Geddes Poole writes that, "Noting the disparities between the two varieties of cultural capital (inherited and educationally acquired) helps to illuminate the divide between the amateur and the professional.  As professional expertise rose in value at the Treasury and in the director's chair, aristocrats on the board found their cultural capital devalued and their authority threatened." (p. 219)  That's a rather highfalutin way of saying that some people got onto the board because of who they were, others for what they knew - but it's not really such a clear-cut distinction.  Some aristos knew a lot about art, and some commoners had inherited a lot of money and social cachet.  The comment about threatened authority is question-begging.  The more interesting question is how professional expertise in art emerged and became valued, but that is assumed rather than explained.

She claims that "the value of amateur connoisseurship was about much more than knowledge or taste.  The issues concerned power and authority and were fraught with implications for an aristocracy in the process of being eclipsed by an emerging professional class" (p. 219)  This is lazy writing.  What does "fraught with implications" mean?  What implications?  It's just left hanging, and we're expected to nod obligingly at the impossibly vague claim that important things are happening in the background.
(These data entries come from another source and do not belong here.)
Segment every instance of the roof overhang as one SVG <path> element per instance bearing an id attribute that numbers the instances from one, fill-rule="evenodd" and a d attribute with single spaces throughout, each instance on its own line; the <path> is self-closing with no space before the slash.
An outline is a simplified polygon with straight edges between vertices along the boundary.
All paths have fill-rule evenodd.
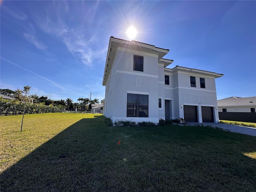
<path id="1" fill-rule="evenodd" d="M 203 70 L 200 70 L 199 69 L 192 69 L 191 68 L 188 68 L 186 67 L 180 67 L 177 66 L 173 69 L 165 68 L 164 70 L 168 70 L 168 72 L 176 72 L 182 71 L 186 72 L 193 72 L 194 74 L 198 74 L 202 75 L 208 75 L 214 77 L 214 78 L 218 78 L 223 76 L 223 74 L 220 74 L 216 73 L 214 72 L 211 72 L 210 71 L 204 71 Z"/>
<path id="2" fill-rule="evenodd" d="M 164 67 L 166 67 L 168 66 L 170 64 L 172 64 L 173 62 L 173 60 L 171 60 L 170 59 L 166 59 L 162 58 L 159 60 L 158 61 L 158 63 L 160 63 L 161 64 L 163 64 L 164 66 Z"/>
<path id="3" fill-rule="evenodd" d="M 168 62 L 170 63 L 168 64 L 168 65 L 169 65 L 173 62 L 172 60 L 162 59 L 163 57 L 169 52 L 168 49 L 159 48 L 154 45 L 139 42 L 138 41 L 134 40 L 128 41 L 118 38 L 115 38 L 111 36 L 109 40 L 108 53 L 104 70 L 104 74 L 103 75 L 103 79 L 102 80 L 102 85 L 103 86 L 106 85 L 107 80 L 108 78 L 108 76 L 118 47 L 124 48 L 158 55 L 158 60 L 161 60 L 161 59 L 164 60 L 164 61 L 163 60 L 161 61 L 161 62 L 165 62 L 165 64 L 164 64 L 165 65 L 167 65 Z M 172 61 L 172 62 L 171 61 Z M 166 66 L 167 65 L 166 65 Z"/>

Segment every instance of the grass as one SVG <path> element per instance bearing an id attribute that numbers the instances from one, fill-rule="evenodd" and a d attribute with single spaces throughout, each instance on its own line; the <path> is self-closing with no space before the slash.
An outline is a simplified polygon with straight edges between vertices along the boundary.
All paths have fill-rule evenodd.
<path id="1" fill-rule="evenodd" d="M 1 191 L 255 191 L 256 137 L 108 127 L 93 114 L 0 117 Z M 118 142 L 120 141 L 120 144 Z"/>
<path id="2" fill-rule="evenodd" d="M 220 120 L 219 122 L 230 125 L 239 125 L 256 128 L 256 123 L 248 123 L 246 122 L 240 122 L 240 121 L 227 121 L 226 120 Z"/>

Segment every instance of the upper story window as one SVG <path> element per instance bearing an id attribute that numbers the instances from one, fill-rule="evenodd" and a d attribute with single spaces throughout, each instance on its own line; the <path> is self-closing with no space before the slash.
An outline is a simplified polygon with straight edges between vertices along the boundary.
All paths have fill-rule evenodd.
<path id="1" fill-rule="evenodd" d="M 170 85 L 170 82 L 169 80 L 169 76 L 168 75 L 165 75 L 164 76 L 164 84 L 166 85 Z"/>
<path id="2" fill-rule="evenodd" d="M 162 108 L 162 99 L 161 98 L 158 98 L 158 108 Z"/>
<path id="3" fill-rule="evenodd" d="M 190 76 L 190 86 L 196 87 L 196 77 Z"/>
<path id="4" fill-rule="evenodd" d="M 143 71 L 143 57 L 138 55 L 133 56 L 133 70 Z"/>
<path id="5" fill-rule="evenodd" d="M 200 78 L 200 87 L 205 88 L 205 80 L 204 78 Z"/>

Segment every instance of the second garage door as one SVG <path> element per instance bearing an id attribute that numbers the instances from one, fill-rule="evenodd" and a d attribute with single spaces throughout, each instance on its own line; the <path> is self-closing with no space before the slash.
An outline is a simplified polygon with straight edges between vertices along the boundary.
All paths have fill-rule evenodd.
<path id="1" fill-rule="evenodd" d="M 198 122 L 197 106 L 184 106 L 184 118 L 186 122 Z"/>
<path id="2" fill-rule="evenodd" d="M 202 117 L 203 122 L 214 122 L 213 108 L 202 106 Z"/>

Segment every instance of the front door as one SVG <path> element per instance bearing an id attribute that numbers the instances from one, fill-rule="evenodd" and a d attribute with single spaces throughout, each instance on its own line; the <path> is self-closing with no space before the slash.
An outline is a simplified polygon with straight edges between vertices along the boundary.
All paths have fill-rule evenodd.
<path id="1" fill-rule="evenodd" d="M 164 100 L 165 120 L 170 120 L 170 100 Z"/>

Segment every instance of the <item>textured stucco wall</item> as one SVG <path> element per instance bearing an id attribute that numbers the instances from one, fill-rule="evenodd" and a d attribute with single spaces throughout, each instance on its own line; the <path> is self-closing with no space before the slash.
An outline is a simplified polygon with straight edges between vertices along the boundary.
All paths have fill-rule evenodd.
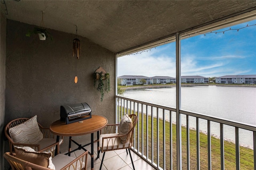
<path id="1" fill-rule="evenodd" d="M 4 148 L 3 129 L 4 128 L 4 108 L 5 103 L 5 59 L 6 56 L 6 19 L 1 13 L 0 30 L 0 169 L 4 169 L 4 158 L 3 148 Z"/>
<path id="2" fill-rule="evenodd" d="M 48 127 L 59 119 L 61 105 L 82 102 L 88 103 L 93 115 L 104 116 L 109 123 L 114 123 L 114 53 L 79 37 L 81 55 L 76 61 L 78 82 L 75 84 L 76 59 L 72 50 L 76 36 L 50 30 L 53 41 L 40 40 L 38 35 L 26 37 L 28 30 L 33 28 L 7 20 L 6 123 L 36 115 L 39 123 Z M 93 73 L 100 66 L 110 75 L 111 91 L 105 94 L 102 102 L 94 87 Z M 74 138 L 82 144 L 90 137 L 87 135 Z M 68 137 L 65 137 L 62 152 L 67 150 L 68 144 Z"/>

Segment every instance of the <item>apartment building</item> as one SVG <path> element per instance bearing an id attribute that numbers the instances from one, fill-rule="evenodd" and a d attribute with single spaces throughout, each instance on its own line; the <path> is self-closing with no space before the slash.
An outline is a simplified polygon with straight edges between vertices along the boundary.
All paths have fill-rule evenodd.
<path id="1" fill-rule="evenodd" d="M 216 83 L 256 84 L 256 75 L 224 75 L 216 77 Z"/>
<path id="2" fill-rule="evenodd" d="M 181 82 L 183 83 L 208 83 L 209 78 L 199 75 L 181 76 Z"/>
<path id="3" fill-rule="evenodd" d="M 151 77 L 152 84 L 175 83 L 176 79 L 169 76 L 154 76 Z"/>
<path id="4" fill-rule="evenodd" d="M 120 80 L 119 85 L 132 85 L 141 84 L 140 81 L 144 79 L 146 81 L 145 84 L 150 84 L 152 83 L 150 77 L 143 75 L 122 75 L 117 77 Z"/>

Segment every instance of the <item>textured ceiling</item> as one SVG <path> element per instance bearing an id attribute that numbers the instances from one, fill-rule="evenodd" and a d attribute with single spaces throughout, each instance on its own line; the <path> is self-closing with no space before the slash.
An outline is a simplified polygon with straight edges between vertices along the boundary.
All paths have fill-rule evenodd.
<path id="1" fill-rule="evenodd" d="M 75 34 L 118 52 L 249 8 L 255 0 L 1 1 L 7 19 Z M 8 14 L 6 14 L 8 12 Z"/>

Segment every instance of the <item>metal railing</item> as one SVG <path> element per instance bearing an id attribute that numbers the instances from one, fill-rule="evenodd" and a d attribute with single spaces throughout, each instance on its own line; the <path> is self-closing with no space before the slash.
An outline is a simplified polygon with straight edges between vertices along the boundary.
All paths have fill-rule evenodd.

The book is also marred by a profusion of errors.  In one sentence she misspells three artists ('Wouvermand', 'Tenier', 'Van Dyke' p.143).  It's Fra Filippo Lippi not Fra Lippo Lippi (p.196), unless she means the poem by Browning rather than the artist.  Ingres painted Madame Moitessier not Madame de Moitessier.  She mentions "a rare Cima da Conegliano head of St Jerome" purchased for the NG by Clark (p.183).  There is a Cima St Jerome at the NG, but it's not just a head and it wasn't bought by Clark.  I simply don't know what she could be referring to.  She describes Titian's Diana and Calisto (sic) as the less  (sic) good of three Titians, when the Venus Anadyomene is clearly the least good (wrong on grammar, spelling and art, p.142).  She weirdly judges Sir Philip Sassoon's collection insignificant because "it was too diverse and did not concentrate on period, artist or country" (p. 25, a judgment repeated on p.200) - so I guess collections like Thyssen's and Frick's must be trivial too.   

The thesis doesn't convince, the social theory is a distraction and the carelessness rankles.  But I truly recommend the book.  There's a wealth of fascinating information, if you can tolerate its failings.